O passaporte da vacinação já é uma realidade em diversos municípios brasileiros, inclusive em cidades de Santa Catarina. Mas há quem pense que o documento só é eficaz para entrada em eventos, comércios e lugares fechados.
O novo boletim do Observatório da Covid-19 da FioCruz, divulgado nessa sexta-feira (29), alerta sobre a importância da comprovação da imunização de trabalhadores e empregados em ambientes de trabalho.
Fiocruz destaca importância do passaporte da vacinação em ambientes de trabalho – Foto: Carlos Jr/NDO documento destaca que empregadores e trabalhadores avancem de forma conjunta em campanhas, estimulando e induzindo a adoção do passaporte de vacinas nos diversos ambientes de trabalho.

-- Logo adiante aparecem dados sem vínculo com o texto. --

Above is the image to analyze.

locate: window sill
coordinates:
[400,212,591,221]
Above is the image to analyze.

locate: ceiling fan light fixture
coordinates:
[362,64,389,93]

Seguir“É preciso destacar os benefícios de proteção coletiva não só para os trabalhadores, mas para suas famílias, crianças, colegas de trabalho e a comunidade”, acrescenta o texto.
“É especialmente importante que se complete o esquema vacinal com duas doses ou dose única, dependendo do imunizante, incluindo a dose de reforço quando houver indicação, para que possamos alcançar um patamar de maior segurança, com pelo menos 80% da população protegida”, afirmam os cientistas.
Conforme o boletim, é justificável a restrição da circulação de pessoas não vacinadas nos espaços de trabalho, assim como escolas, companhias de transporte, estabelecimentos culturais e comerciais.
A Fiocruz argumenta que, considerando experiências internacionais, a vacinação em massa deve ser associada à implementação do passaporte vacinal e medidas como o uso de máscaras em locais fechados e abertos com aglomeração, distanciamento físico e higiene constante das mãos.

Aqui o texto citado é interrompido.